I am still not entirely sure how mounting the BTRFS subvol elsewhere is a way around this though – because wouldn’t this affect the way you address everything else?

I need an example. Just remember that mounting subvolumes elsewhere, they’re just “mirrors” by that I mean they’re multiple instances of the same thing. Change one and the other immediately changes.

Or if you mounted it in both places wouldn’t that generate conflicts or even defeat the purpose of root being immutable?

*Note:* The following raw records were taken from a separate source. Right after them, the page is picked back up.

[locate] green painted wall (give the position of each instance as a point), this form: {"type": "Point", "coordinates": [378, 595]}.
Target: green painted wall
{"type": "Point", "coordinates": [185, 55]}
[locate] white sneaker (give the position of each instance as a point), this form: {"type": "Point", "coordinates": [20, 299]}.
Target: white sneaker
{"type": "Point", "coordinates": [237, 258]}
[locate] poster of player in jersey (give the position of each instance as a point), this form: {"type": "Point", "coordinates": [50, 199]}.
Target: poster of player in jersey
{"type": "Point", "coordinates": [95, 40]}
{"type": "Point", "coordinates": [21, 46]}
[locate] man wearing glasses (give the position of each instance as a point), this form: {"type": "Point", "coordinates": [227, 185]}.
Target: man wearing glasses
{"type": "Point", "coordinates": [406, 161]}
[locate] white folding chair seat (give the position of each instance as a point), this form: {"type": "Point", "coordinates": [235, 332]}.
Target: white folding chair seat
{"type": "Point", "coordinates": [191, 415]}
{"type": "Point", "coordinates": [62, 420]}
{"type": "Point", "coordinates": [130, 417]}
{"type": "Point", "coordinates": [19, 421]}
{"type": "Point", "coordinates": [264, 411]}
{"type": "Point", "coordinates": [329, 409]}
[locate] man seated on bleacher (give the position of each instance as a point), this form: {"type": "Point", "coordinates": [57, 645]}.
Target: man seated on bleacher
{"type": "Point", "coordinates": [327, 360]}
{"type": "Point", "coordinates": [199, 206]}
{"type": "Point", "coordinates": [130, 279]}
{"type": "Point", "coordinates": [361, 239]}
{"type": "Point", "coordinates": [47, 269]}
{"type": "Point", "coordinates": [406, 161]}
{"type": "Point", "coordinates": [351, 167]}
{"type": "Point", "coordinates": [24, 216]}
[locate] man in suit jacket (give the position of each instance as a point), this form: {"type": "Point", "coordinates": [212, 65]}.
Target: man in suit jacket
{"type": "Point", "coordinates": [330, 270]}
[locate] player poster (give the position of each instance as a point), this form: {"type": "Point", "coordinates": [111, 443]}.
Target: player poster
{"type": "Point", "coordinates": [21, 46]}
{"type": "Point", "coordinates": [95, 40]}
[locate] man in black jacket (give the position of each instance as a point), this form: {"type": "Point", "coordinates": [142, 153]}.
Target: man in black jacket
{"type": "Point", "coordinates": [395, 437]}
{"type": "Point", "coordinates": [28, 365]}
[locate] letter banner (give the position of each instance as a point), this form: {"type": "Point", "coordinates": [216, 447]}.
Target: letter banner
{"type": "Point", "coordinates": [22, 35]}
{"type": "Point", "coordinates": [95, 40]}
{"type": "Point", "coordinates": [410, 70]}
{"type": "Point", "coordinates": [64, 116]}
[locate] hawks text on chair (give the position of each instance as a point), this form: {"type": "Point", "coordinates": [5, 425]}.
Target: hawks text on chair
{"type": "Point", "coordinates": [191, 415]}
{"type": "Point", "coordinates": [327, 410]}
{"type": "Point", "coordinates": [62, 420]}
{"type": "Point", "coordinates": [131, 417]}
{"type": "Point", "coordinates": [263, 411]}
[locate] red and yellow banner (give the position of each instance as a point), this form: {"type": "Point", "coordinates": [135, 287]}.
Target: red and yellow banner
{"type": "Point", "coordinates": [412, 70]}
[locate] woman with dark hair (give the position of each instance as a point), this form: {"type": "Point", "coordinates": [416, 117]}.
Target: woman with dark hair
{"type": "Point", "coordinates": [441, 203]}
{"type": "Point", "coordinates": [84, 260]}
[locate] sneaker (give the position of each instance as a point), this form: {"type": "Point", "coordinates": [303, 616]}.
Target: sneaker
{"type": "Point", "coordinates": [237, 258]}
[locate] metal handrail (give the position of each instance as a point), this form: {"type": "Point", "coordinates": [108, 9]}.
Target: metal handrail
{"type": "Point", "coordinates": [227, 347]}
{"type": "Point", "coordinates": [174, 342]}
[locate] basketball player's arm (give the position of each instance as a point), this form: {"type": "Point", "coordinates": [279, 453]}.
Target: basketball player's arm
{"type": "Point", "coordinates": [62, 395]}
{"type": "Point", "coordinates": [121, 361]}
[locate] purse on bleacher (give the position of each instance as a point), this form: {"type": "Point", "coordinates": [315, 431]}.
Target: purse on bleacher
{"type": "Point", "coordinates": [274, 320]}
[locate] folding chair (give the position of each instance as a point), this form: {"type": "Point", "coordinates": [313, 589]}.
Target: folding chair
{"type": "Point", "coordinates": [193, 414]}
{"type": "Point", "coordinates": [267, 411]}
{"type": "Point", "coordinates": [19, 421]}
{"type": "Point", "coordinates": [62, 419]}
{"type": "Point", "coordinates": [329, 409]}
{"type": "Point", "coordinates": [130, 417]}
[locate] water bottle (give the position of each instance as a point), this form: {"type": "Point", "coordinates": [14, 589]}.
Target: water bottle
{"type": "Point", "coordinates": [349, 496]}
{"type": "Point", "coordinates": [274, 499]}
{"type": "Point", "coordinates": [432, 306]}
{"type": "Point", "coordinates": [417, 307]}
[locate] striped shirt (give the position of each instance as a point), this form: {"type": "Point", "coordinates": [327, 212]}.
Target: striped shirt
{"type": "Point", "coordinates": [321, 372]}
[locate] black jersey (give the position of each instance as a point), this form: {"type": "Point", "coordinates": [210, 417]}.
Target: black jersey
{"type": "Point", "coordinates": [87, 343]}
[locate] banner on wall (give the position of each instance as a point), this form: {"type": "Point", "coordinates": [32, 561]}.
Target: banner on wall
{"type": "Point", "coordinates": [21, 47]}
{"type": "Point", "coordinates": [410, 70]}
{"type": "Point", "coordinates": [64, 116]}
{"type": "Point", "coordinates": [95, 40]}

It could impact immutability. Bind mounts are managed at the VFS level, same as ro and rw. And each bind mount can have separate ro or rw flags. So it’s only as immutable as the root user (or user in wheel group) is secure.

Therefore I’d use rpm-ostree tools for making any changes to the system, which permits rpm-ostree to track those changes.

If you were to have your home subvolume mounted in different locations, making changes in one immediately makes changes in the other - they aren’t different, they’re the same subvolume mounted in two locations.

See also the Fedora Btrfs Matrix channel for interactive conversations about Btrfs in Fedora. (I’m cmurf over there) - Some issues are better discussed interactively.

Wow, what a read. You are definitely light years ahead with this stuff. Thanks for the Matrix invite – I will join now!